This model’s ability to capture non-linear relationships allowed it to
better differentiate between churned and retained customers, especially
when interactions weren’t critical. Although the improvement over
logistic regression is modest, MARS maintains good interpretability
while introducing more flexibility. Key predictors remained consistent,
with tenure, contract type, and totalcharges emerging as the most
influential variables.
rf_model <- rand_forest(
mode = "classification",
mtry = tune(),
min_n = tune(),
trees = tune()
) %>%
set_engine("ranger", importance = "impurity")
rf_wf <- workflow() %>%
add_model(rf_model) %>%
add_recipe(log_recipe)
rf_grid <- grid_regular(
mtry(range = c(2, 10)),
min_n(range = c(1, 10)),
trees(range = c(100, 1000)),
levels = 4
)
set.seed(123)
rf_results <- rf_wf %>%
tune_grid(
resamples = log_folds,
grid = rf_grid,
metrics = metric_set(roc_auc, accuracy)
)
collect_metrics(rf_results) %>%
filter(.metric == "roc_auc") %>%
arrange(desc(mean))
## # A tibble: 64 × 9
## mtry trees min_n .metric .estimator mean n std_err .config
## <int> <int> <int> <chr> <chr> <dbl> <int> <dbl> <chr>
## 1 4 700 10 roc_auc binary 0.844 5 0.00464 Preprocessor1_Model…

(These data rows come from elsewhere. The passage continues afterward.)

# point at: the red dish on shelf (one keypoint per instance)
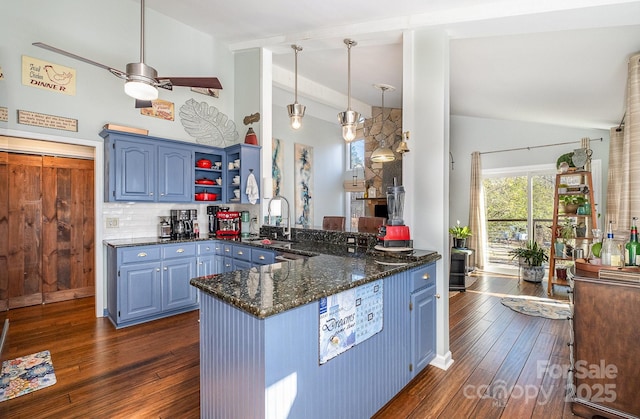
(206, 196)
(204, 163)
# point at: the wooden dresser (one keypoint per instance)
(606, 347)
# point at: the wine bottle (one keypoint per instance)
(632, 246)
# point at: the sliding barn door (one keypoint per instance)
(24, 247)
(67, 229)
(46, 229)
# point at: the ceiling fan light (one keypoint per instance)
(382, 155)
(140, 90)
(296, 113)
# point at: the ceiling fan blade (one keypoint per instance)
(116, 72)
(143, 104)
(208, 82)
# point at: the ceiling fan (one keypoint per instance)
(142, 80)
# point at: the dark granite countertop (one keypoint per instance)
(271, 289)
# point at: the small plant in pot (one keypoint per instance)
(531, 258)
(460, 235)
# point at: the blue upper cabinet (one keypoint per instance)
(175, 174)
(134, 166)
(139, 168)
(242, 160)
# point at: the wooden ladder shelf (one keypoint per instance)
(578, 184)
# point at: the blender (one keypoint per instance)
(395, 235)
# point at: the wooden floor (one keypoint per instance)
(151, 370)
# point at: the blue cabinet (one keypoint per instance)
(174, 174)
(423, 317)
(142, 290)
(145, 169)
(241, 160)
(149, 282)
(135, 167)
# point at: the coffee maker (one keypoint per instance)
(395, 234)
(212, 210)
(182, 223)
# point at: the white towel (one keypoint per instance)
(252, 189)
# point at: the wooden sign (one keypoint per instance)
(48, 76)
(47, 121)
(162, 109)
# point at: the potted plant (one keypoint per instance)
(570, 203)
(460, 235)
(531, 258)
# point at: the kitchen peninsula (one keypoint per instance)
(270, 345)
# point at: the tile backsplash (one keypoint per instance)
(136, 220)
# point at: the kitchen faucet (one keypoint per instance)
(287, 229)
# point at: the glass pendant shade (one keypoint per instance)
(296, 113)
(349, 118)
(349, 121)
(296, 110)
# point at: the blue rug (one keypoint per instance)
(26, 374)
(541, 307)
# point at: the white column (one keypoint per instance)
(425, 168)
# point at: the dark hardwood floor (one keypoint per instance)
(152, 370)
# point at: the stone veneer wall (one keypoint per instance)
(381, 174)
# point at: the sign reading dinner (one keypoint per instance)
(48, 76)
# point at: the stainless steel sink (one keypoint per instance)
(279, 244)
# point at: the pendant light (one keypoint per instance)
(349, 118)
(382, 154)
(296, 110)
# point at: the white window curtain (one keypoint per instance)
(477, 222)
(623, 183)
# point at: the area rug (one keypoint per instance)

## 2 4 1000 10 roc_auc binary 0.844 5 0.00450 Preprocessor1_Model…
## 3 4 700 7 roc_auc binary 0.844 5 0.00421 Preprocessor1_Model…
## 4 4 100 10 roc_auc binary 0.843 5 0.00416 Preprocessor1_Model…
## 5 4 400 10 roc_auc binary 0.843 5 0.00442 Preprocessor1_Model…
## 6 4 1000 7 roc_auc binary 0.843 5 0.00449 Preprocessor1_Model…
## 7 4 400 7 roc_auc binary 0.843 5 0.00464 Preprocessor1_Model…
## 8 4 1000 4 roc_auc binary 0.843 5 0.00450 Preprocessor1_Model…
## 9 4 700 1 roc_auc binary 0.843 5 0.00431 Preprocessor1_Model…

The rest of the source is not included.